He is going to spend the rest of the book showing the Jews that they have to be righteous by faith, just like the Gentiles. They cannot sit on their blood heritage as Jews and be saved. The objector is Paul’s way of answering perceived objections to different aspects of this thesis. The Calvinist view of the objector has no part in Paul’s thesis.

The Choice of God in Romans 9

Let’s go through the flow of Paul’s thought in the chapter and while we do this, dear Reader, I would ask you to keep in mind one question: What choice of God does Paul have in mind? The Calvinist reading of Rom 9 is that Paul is saying that God chooses to effectually save some while not saving others; “Jacob I loved, Esau I hated”. In our view, Paul is talking about through which family/nation God chooses to send the Messiah/the message of salvation through. So, let’s see which choice of God is Paul talking about?
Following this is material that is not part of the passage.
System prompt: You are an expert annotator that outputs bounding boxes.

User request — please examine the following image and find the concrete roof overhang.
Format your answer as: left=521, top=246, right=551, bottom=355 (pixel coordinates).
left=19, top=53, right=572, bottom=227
I am speaking the truth in Christ—I am not lying; my conscience bears me witness in the Holy Spirit— that I have great sorrow and unceasing anguish in my heart. For I could wish that I myself were accursed and cut off from Christ for the sake of my brothers, my kinsmen according to the flesh.

Paul starts with displaying his heart for the Jews. I find this interesting because, in my view, I can say that God shares Paul’s heart for the Jews. God longs for Israel to come to Him, Rom 10:21, “All day long I have held out my hands to a disobedient and contrary people.” Yet, I do not know how Calvinists see God as sharing Paul’s heart. Paul is willing to be damned to hell for the Jews and yet God is not willing for Jesus’ sacrifice on the cross to be applied to them. Calvinists have to create two wills of God to get around this. Why does Paul feel this way about the Jews?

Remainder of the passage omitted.